Fanny Rivière, responsable Promotion & Groupes au Seaquarium : Oui. On remarque pour juillet-août, et même septembre, des réservations printanières qui ont été décalées. Il y a beaucoup de réservations de centres sociaux, de centres aérés et de structures médicales, ajoutées aux réservations individuelles. Mais nous tablons sur 30 % de fréquentation par rapport à l’année dernière.

Le chronodatage devient un critère de base…

Oui, nous conseillons la réservation en ligne, avec elloha, qui simplifie et assouplit tout. Nous instaurons des quotas de quarts d’heure par personne, pour réguler les flux de visiteurs. La plateforme elloha est essentielle pour nous. J’ai sollicité leur support, ils ont été très sympas et très réactifs, non seulement pour le chronodatage, mais aussi au niveau des caisses elloha, pour faire des ventes sur l’extérieur, notamment dans les hébergements, ou encore pour assurer une visite plus agréable, sur des créneaux horaires moins saturés.

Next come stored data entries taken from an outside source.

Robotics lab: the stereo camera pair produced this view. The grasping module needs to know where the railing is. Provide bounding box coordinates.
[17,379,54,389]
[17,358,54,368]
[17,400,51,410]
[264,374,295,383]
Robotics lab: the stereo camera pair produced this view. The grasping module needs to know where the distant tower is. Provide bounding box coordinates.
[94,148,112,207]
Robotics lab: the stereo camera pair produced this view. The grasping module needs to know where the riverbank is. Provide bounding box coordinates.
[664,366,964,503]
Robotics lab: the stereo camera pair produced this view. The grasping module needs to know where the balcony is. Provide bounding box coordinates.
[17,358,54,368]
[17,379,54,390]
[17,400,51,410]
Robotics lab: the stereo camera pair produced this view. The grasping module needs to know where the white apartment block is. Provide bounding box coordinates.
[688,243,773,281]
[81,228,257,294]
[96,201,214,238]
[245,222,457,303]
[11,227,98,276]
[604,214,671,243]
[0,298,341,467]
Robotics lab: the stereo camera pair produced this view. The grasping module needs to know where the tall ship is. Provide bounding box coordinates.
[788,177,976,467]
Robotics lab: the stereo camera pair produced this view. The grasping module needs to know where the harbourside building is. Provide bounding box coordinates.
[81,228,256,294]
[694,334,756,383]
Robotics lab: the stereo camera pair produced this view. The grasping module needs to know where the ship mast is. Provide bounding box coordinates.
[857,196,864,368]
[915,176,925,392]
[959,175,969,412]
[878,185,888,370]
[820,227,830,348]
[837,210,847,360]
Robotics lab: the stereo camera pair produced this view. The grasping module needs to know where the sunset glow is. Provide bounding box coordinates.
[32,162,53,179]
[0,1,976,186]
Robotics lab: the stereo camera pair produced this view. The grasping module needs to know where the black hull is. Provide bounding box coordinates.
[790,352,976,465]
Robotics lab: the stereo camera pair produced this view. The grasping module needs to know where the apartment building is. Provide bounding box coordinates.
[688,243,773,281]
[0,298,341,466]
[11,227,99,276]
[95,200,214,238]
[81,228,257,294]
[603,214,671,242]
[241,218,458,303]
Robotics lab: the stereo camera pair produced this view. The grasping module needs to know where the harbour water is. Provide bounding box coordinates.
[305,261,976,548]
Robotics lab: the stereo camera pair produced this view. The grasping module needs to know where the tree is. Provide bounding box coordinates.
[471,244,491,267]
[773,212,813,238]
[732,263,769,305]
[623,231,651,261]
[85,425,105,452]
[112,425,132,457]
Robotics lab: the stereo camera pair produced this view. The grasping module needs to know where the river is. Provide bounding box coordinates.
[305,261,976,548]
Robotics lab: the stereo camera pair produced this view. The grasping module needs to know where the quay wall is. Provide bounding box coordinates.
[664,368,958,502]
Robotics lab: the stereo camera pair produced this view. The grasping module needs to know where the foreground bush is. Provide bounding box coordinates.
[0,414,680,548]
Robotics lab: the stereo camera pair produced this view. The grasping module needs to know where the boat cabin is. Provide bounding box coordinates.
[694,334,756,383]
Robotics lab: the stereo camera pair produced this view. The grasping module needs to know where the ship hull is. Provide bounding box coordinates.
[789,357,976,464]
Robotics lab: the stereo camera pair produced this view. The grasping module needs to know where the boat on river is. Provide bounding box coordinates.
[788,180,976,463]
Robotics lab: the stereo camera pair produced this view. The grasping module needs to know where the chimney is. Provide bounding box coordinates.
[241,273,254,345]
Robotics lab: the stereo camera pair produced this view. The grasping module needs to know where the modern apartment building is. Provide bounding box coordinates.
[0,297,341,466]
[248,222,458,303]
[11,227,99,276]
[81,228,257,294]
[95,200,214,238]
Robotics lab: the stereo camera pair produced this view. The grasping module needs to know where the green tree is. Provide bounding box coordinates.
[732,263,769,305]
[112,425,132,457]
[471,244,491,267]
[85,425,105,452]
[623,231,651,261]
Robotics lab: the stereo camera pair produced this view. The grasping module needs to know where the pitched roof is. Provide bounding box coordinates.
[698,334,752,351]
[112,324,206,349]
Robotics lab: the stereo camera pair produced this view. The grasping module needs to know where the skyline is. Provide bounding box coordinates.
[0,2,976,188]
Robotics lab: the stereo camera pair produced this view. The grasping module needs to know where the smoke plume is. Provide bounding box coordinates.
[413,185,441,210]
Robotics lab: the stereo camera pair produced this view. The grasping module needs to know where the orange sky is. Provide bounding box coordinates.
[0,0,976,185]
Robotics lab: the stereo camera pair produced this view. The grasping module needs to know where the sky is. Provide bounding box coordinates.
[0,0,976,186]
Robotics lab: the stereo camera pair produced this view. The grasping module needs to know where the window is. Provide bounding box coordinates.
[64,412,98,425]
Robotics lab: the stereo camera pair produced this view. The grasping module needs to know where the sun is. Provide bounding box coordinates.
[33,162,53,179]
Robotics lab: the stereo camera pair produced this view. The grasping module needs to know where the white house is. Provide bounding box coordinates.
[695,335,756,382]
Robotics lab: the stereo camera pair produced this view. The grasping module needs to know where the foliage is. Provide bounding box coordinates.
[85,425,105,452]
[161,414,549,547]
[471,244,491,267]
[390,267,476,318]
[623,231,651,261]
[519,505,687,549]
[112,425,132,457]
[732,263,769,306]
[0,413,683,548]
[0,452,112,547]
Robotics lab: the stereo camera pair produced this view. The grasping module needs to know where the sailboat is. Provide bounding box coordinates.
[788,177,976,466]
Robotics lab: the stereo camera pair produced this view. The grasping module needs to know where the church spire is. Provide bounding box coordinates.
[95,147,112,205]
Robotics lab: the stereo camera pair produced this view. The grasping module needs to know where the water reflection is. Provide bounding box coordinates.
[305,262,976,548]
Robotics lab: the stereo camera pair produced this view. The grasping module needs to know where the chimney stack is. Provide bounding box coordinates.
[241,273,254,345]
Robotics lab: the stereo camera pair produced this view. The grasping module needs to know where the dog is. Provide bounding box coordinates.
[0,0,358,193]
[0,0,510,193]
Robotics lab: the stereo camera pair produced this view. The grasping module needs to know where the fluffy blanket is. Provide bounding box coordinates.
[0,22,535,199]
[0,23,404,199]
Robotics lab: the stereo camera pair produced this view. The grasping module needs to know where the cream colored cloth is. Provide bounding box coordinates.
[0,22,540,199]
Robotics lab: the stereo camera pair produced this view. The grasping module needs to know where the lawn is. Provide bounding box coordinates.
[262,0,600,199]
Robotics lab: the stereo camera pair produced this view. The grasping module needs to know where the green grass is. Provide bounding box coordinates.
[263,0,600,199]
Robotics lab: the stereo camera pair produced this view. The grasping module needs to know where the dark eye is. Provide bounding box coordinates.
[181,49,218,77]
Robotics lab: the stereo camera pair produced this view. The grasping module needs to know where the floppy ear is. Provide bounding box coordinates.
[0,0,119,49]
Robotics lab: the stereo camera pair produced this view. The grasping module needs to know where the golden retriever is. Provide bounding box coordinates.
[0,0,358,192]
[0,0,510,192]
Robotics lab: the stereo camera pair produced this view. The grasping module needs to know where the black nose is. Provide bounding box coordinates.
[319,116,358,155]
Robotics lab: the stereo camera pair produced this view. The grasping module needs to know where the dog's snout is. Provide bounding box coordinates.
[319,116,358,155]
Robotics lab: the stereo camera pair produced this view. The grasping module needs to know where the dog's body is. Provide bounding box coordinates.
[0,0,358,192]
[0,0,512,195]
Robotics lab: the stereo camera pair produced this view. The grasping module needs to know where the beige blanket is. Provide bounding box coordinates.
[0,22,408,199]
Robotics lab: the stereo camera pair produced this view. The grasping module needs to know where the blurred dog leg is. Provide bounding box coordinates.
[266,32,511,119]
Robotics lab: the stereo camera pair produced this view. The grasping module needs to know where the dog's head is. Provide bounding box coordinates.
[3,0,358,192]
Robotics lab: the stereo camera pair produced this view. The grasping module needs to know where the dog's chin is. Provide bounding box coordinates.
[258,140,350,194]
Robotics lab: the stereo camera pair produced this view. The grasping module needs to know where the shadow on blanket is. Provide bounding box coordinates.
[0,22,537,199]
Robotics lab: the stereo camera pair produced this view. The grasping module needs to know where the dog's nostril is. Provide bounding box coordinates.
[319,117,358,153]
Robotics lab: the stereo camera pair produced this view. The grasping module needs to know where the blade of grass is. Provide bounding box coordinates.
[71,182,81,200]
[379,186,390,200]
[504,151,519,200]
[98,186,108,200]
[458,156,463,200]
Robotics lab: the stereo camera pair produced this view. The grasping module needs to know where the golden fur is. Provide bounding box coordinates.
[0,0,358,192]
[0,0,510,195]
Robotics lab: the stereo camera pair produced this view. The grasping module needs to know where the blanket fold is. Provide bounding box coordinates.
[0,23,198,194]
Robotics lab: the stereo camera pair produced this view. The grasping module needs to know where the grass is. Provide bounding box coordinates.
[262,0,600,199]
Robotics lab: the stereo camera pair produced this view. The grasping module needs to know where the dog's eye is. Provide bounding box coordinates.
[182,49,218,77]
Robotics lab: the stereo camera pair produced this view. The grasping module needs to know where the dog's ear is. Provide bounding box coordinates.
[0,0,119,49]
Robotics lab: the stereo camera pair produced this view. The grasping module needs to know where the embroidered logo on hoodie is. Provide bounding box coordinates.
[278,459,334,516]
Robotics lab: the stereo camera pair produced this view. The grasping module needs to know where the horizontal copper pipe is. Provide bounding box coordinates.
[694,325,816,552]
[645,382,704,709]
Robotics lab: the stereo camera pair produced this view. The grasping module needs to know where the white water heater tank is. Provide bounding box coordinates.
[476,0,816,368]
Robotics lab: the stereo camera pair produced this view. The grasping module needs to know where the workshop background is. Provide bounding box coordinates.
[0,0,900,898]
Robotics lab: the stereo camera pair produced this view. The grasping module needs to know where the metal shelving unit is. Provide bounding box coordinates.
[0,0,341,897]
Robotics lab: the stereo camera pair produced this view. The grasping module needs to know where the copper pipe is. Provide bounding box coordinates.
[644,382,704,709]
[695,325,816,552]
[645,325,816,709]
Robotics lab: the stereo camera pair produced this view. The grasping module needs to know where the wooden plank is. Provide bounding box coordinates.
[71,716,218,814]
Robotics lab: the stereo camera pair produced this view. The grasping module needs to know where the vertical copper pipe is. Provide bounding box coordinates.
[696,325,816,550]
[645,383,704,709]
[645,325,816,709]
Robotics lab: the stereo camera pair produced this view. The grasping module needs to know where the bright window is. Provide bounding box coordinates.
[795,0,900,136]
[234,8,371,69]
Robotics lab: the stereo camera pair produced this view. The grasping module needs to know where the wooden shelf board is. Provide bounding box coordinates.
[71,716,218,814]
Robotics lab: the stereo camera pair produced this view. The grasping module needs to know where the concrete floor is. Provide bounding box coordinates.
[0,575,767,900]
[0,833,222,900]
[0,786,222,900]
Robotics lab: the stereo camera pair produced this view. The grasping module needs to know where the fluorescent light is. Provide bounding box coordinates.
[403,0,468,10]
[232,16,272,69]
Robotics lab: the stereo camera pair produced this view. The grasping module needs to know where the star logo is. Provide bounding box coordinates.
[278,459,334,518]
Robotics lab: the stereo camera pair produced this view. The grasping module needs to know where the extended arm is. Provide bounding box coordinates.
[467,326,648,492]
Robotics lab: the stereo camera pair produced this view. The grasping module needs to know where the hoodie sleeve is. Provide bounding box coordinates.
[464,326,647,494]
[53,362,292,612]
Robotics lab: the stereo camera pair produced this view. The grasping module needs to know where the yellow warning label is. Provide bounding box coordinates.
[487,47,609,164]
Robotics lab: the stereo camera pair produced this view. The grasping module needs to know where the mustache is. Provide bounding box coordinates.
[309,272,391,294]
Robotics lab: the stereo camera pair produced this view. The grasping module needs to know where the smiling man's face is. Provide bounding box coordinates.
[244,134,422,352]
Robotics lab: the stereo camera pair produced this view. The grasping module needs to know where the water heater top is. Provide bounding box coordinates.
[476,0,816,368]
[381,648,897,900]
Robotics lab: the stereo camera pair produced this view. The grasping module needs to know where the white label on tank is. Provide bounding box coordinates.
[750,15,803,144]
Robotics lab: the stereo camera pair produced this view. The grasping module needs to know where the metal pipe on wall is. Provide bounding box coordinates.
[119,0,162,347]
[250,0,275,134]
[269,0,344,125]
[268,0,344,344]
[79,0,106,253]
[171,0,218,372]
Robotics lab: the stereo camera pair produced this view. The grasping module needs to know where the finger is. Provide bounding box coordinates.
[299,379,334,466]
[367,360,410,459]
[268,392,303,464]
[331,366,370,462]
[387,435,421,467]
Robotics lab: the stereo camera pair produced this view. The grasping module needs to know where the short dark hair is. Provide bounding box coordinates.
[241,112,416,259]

Le chronodatage est devenu nécessaire : on prend son ticket sur Internet et non plus à son arrivée sur site. Place au tourisme de prévoyance. C’est une grande tendance mondiale. Le chronodatage représentera cette année 80 % de notre activité. Nous recommandons de privilégier l'achat des billets en ligne pour réserver un créneau horaire, et, au final, améliorer l’expérience chez nous.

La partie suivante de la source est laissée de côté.